Bus/switch contention increases while the number of processors increases
Memory contention increases (all the memory is shared by all the processors)
Increased cost of cache misses as memory gets farther away
Cache cross-invalidates and reads from another cache to maintain cache coherency
Increased cache misses because of higher dispatching rates (more processes/threads need to be dispatched on the system)
Increased cost of synchronization instructions
Increased cache misses because of larger operating system and application data structures
Increased operating system and application path lengths for lock-unlock
Increased operating system and application path lengths waiting for locks

All of these factors contribute to what is called the scalability of a workload. Scalability is the degree to which workload throughput benefits from the availability of additional processors. It is usually expressed as the quotient of the throughput of the workload on a multiprocessor divided by the throughput on a comparable uniprocessor. For example, if a uniprocessor achieved 20 requests per second on a given workload and a four-processor system achieved 58 requests per second, the scaling factor would be 2.9. That workload is highly scalable. A workload that consisted exclusively of long-running, compute-intensive programs with negligible I/O or other kernel activity and no shared data might approach a scaling factor of 3.2 to 3.9 on a 4-way system. However, most real-world workloads would not. Because scalability is very difficult to estimate, scalability assumptions should be based on measurements of authentic workloads.

The following figure illustrates the problems of scaling. The workload consists of a series of hypothetical commands. Each command is about one-third normal processing, one-third I/O wait, and one-third processing with a lock held. On the uniprocessor, only one command can actually be processing at a time, regardless of whether the lock is held. In the time interval shown (five times the standalone execution time of the command), the uniprocessor handles 7.67 of the commands.
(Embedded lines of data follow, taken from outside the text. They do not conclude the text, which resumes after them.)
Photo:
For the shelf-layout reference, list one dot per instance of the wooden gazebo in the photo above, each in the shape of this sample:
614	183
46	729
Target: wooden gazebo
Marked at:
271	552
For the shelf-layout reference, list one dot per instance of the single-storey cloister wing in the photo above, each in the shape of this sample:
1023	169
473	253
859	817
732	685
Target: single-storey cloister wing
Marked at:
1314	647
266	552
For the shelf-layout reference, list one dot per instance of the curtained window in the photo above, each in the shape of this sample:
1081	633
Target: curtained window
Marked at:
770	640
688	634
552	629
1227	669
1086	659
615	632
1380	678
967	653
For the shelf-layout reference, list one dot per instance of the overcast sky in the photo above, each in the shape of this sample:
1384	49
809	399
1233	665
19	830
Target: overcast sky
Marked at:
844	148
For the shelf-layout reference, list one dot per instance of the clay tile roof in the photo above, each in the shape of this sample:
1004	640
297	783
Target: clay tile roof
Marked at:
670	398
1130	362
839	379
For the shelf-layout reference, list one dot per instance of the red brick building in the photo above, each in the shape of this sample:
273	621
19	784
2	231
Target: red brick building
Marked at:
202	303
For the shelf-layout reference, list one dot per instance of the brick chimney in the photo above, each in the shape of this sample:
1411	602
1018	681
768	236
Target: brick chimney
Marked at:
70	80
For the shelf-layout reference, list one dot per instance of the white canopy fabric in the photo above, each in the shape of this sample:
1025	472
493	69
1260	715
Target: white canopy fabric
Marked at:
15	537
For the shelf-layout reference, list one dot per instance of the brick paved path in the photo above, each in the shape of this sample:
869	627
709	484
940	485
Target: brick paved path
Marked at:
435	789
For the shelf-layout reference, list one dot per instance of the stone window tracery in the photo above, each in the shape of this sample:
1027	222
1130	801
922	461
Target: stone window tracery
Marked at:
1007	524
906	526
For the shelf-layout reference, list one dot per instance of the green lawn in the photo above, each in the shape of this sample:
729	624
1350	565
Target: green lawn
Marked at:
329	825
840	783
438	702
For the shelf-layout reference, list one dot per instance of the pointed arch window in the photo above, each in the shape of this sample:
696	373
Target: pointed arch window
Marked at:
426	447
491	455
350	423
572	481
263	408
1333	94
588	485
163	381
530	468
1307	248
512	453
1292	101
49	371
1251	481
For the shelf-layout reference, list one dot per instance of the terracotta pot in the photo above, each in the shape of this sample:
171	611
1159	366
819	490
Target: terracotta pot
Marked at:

Figure 1. Multiprocessor Scaling. This figure illustrates the problems of scaling. The workload consists of a series of hypothetical commands. Each command is about one-third normal processing, one-third I/O wait, and one-third processing with a lock held. On the uniprocessor, only one command can actually be processing at a time, regardless of whether the lock is held. In the same time interval, the uniprocessor handles 7.67 of the commands. In that same period, the multiprocessor handles 14 commands for a scaling factor of 1.83..

On the multiprocessor, two processors handle program execution, but there is still only one lock. For simplicity, all of the lock contention is shown affecting processor B. In the period shown, the multiprocessor handles 14 commands. The scaling factor is thus 1.83. We stop at two processors because more would not change the situation. The lock is now in use 100 percent of the time. In a four-way multiprocessor, the scaling factor would be 1.83 or less.

Real programs are seldom as symmetrical as the commands in the illustration. In addition we have only taken into account one dimension of contention: locking. If we had included cache-coherency and processor-affinity effects, the scaling factor would almost certainly be lower.

This example illustrates that workloads often cannot be made to run faster simply by adding processors. It is also necessary to identify and minimize the sources of contention among the threads.

Scaling is workload-dependent. Some published benchmark results imply that high levels of scalability are easy to achieve. Most such benchmarks are constructed by running combinations of small, CPU-intensive programs that use almost no kernel services. These benchmark results represent an upper bound on scalability, not a realistic expectation.

Another interesting point to note for benchmarks is that in general, a one-way SMP will run slower (about 5-15 percent) than the equivalent uniprocessor running the UP version of the operating system.